I know that I have talked before about what a rare year it’s been–snake plants that haven’t bloomed before, succulents blooming that haven’t, etc. But this is an orchid that has only bloomed twice in the ten years I’ve owned it (what does that say about my level of patience for house plants, I wonder?)

This orchid has more names than it does flowers. It is Perreira motes Leprechan ‘Haiku Mint.’ I expect because it’s a tropical orchid it needed the extreme heat we had this year to flower for me. But that’s okay. I expect extreme heat is going to be more normal going forward so I will be seeing more flowers.


A Classic Plant for the Holidays and Beyond


The Phalaenopsis orchid is not a plant that one necessarily associates with the holidays. But ever since I got a classic with “phal” as they are often known, staked with a red and green candy cane stake, I have always thought that they are a great holiday plant (in fact, the poinsettia is the number 1 bestselling plant and the Phalaenopsis orchid is the second best-selling plant).

Many people shy away from orchids because they think they are difficult plants. They are very easy plants–after all, how hard can they be if every big box store and supermarket can stock them?

There are just a few simple things to remember: first, you can follow the instructions and “just add ice.” I don’t do that. I wouldn’t like anyone putting ice on me and my house is already cold enough–I don’t need to be chilling my plants down any further.
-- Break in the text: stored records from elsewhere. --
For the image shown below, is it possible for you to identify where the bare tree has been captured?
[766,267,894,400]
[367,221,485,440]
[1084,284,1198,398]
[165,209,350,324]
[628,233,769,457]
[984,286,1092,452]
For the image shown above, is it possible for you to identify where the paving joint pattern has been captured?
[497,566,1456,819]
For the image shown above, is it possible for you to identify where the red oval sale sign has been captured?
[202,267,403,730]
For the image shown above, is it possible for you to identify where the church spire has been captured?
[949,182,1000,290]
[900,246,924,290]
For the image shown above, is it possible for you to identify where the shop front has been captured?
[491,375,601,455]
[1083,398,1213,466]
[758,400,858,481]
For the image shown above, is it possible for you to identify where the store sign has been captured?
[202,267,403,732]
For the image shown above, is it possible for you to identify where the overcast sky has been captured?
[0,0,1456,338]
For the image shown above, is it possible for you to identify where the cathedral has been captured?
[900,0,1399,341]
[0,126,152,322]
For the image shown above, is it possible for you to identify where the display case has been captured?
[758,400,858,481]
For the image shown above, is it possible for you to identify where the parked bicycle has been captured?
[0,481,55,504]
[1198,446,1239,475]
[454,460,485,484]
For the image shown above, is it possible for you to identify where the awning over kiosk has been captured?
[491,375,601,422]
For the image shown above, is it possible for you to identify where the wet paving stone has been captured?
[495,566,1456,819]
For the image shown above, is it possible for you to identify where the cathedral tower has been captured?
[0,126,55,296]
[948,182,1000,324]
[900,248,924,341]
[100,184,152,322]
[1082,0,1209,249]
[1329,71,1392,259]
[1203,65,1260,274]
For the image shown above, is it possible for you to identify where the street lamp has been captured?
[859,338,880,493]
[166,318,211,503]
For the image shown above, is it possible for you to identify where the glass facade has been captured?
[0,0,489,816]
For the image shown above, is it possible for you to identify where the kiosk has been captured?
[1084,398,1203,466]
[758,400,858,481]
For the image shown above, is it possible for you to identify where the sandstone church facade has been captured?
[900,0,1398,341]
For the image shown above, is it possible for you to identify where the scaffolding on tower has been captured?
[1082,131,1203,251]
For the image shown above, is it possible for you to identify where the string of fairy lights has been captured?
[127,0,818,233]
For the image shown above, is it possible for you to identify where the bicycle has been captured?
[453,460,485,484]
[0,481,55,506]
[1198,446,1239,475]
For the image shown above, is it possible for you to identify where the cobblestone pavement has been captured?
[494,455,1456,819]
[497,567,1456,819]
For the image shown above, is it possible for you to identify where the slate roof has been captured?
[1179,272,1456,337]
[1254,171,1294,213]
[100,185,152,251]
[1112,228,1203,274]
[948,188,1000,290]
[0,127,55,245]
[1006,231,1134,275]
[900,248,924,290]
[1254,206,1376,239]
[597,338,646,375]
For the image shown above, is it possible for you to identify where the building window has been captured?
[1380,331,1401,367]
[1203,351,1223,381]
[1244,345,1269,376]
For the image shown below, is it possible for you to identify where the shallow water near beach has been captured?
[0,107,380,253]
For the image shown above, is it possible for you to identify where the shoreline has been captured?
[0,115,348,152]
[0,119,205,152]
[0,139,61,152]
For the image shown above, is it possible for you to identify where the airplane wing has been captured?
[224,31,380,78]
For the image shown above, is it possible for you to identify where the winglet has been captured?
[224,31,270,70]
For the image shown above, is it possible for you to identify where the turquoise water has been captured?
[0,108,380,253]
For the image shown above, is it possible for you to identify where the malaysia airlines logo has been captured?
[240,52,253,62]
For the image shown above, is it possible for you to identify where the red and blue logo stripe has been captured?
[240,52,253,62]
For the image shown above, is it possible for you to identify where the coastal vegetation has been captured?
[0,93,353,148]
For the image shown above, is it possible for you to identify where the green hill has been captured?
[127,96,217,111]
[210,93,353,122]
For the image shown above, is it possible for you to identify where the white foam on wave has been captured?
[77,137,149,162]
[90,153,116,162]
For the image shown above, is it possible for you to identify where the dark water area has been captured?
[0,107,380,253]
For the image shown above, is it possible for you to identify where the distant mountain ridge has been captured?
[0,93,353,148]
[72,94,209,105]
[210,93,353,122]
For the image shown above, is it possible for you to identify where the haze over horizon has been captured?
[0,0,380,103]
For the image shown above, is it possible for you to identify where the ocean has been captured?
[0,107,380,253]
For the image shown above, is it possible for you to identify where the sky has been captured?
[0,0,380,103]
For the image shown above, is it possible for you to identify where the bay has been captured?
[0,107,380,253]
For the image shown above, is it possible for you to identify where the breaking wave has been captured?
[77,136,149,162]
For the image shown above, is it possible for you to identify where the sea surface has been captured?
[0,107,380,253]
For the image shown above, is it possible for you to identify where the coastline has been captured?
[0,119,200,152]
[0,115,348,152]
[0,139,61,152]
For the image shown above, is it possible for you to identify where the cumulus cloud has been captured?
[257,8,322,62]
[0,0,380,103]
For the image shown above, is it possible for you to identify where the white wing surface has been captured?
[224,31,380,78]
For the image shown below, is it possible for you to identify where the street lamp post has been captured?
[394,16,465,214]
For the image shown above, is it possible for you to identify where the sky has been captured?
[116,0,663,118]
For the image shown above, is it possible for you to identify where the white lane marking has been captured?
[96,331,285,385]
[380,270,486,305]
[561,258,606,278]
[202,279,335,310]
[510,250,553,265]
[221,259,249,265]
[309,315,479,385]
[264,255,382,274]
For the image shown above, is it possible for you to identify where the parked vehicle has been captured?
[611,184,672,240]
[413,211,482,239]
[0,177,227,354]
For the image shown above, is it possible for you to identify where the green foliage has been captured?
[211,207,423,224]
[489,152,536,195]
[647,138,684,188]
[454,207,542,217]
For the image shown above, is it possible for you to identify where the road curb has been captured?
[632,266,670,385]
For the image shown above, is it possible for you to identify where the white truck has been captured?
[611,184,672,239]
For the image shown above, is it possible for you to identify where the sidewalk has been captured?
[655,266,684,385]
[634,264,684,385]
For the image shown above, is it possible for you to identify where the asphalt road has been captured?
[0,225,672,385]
All of these plants are sold in a “2 pot” system: a decorative outer pot and then the inner pot holding the orchid. The way I water them is to remove the inner pot, take it to the sink, run water over the bark or the moss holding the plant in the pot until water comes out the bottom, letting all the water drain completely through, and then I return the inner pot to the decorative outer pot.

orchid with dry roots

How often do I do this? It depends. Phalaenopsis are great at telling you when they need to be watered. You can see their roots through that inner pot in most cases. If their roots are still green, or mostly green, they are still wet enough. If they are white, they need. water. Simple enough. The photo above shows the very white roots needing water.

watered roots

Here is the same plant, after watering (it is the same plant in the topmost photo, so you can see what the “inner pot” looks like as well). While the green, newly watered roots aren’t as visible as I would like, they show up nicely at the bottom of the pot.

The only other trick is that I don’t water the leaves. That can lead to rot, especially in my cold house.

orchid spike

Once it’s warm (say Memorial Day in my part of the country) I put them outside in the shade.  I bring them back in around Labor Day before it gets too cool. They will then begin setting flower spikes for new blooms. The flower spikes look like this. They are distinguishable from the white, above-the-pot roots by being green all the time and by their smooth texture.

Phalaenopsis only bloom once a year but the blooms can last for 4-6 months or longer. What more could you ask?